I have a few operational suggestions on how I think we could do this best: 1. I think exposing a healthcheck endpoint that _actually_ runs the ping and responds with a 200 OK makes a lot more sense in terms of being able to run it inside something like Kubernetes, you end up with a "who makes the ping and who responds to it" type of scenario which can be tricky though I'm sure we can figure that out 2. I've found that newer releases of RabbitMQ really help with those un-usable queues after a split, I haven't had any issues at all with newer releases, so that could be something to help your life be a lot easier. 3. You mentioned you're moving towards Kubernetes, we're doing the same and building an operator: https://opendev.org/vexxhost/openstack-operator -- Because the operator manages the whole thing and Kubernetes does it's thing too, we started moving towards 1 (single) rabbitmq per service, which reaaaaaaally helped a lot in stabilizing things. Oslo messaging is a lot better at recovering when a single service IP is pointing towards it because it doesn't do weird things like have threads trying to connect to other Rabbit ports. Just a thought. 4. In terms of telemetry and making sure you avoid that issue, we track the consumption rates of queues inside OpenStack. OpenStack consumption rate should be constant and never growing, anytime it grows, we instantly detect that something is fishy. However, the other issue comes in that when you restart any openstack service, it 'forgets' all it's existing queues and then you have a set of building up queues until they automatically expire which happens around 30 minutes-ish, so it makes that alarm of "things are not being consumed" a little noisy if you're restarting services Sorry for the wall of super unorganized text, all over the place here but thought I'd chime in with my 2 cents :) On Mon, Jul 27, 2020 at 6:04 AM Arnaud Morin <arnaud.morin@gmail.com> wrote:
Hey all,
TLDR: I propose a change to oslo_messaging to allow doing a ping over RPC, this is useful to monitor liveness of agents.

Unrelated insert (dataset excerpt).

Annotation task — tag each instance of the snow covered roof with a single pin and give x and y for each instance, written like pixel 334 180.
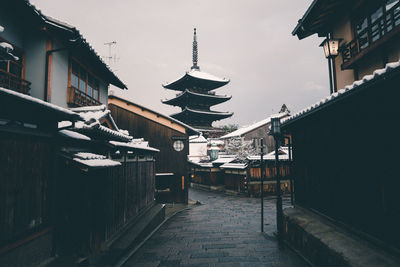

Few weeks ago, I proposed a patch to oslo_messaging [1], which is adding a ping endpoint to RPC dispatcher. It means that every openstack service which is using oslo_messaging RPC endpoints (almosts all OpenStack services and agents - e.g. neutron server + agents, nova + computes, etc.) will then be able to answer to a specific "ping" call over RPC.
I decided to propose this patch in my company mainly for 2 reasons: 1 - we are struggling monitoring our nova compute and neutron agents in a correct way:
1.1 - sometimes our agents are disconnected from RPC, but the python process is still running. 1.2 - sometimes the agent is still connected, but the queue / binding on rabbit cluster is not working anymore (after a rabbit split for example). This one is very hard to debug, because the agent is still reporting health correctly on neutron server, but it's not able to receive messages anymore.
2 - we are trying to monitor agents running in k8s pods: when running a python agent (neutron l3-agent for example) in a k8s pod, we wanted to find a way to monitor if it is still live of not.
Adding a RPC ping endpoint could help us solve both these issues. Note that we still need an external mechanism (out of OpenStack) to do this ping. We also think it could be nice for other OpenStackers, and especially large scale ops.
Feel free to comment.
[1] https://review.opendev.org/#/c/735385/
-- Arnaud Morin
-- Mohammed Naser VEXXHOST, Inc.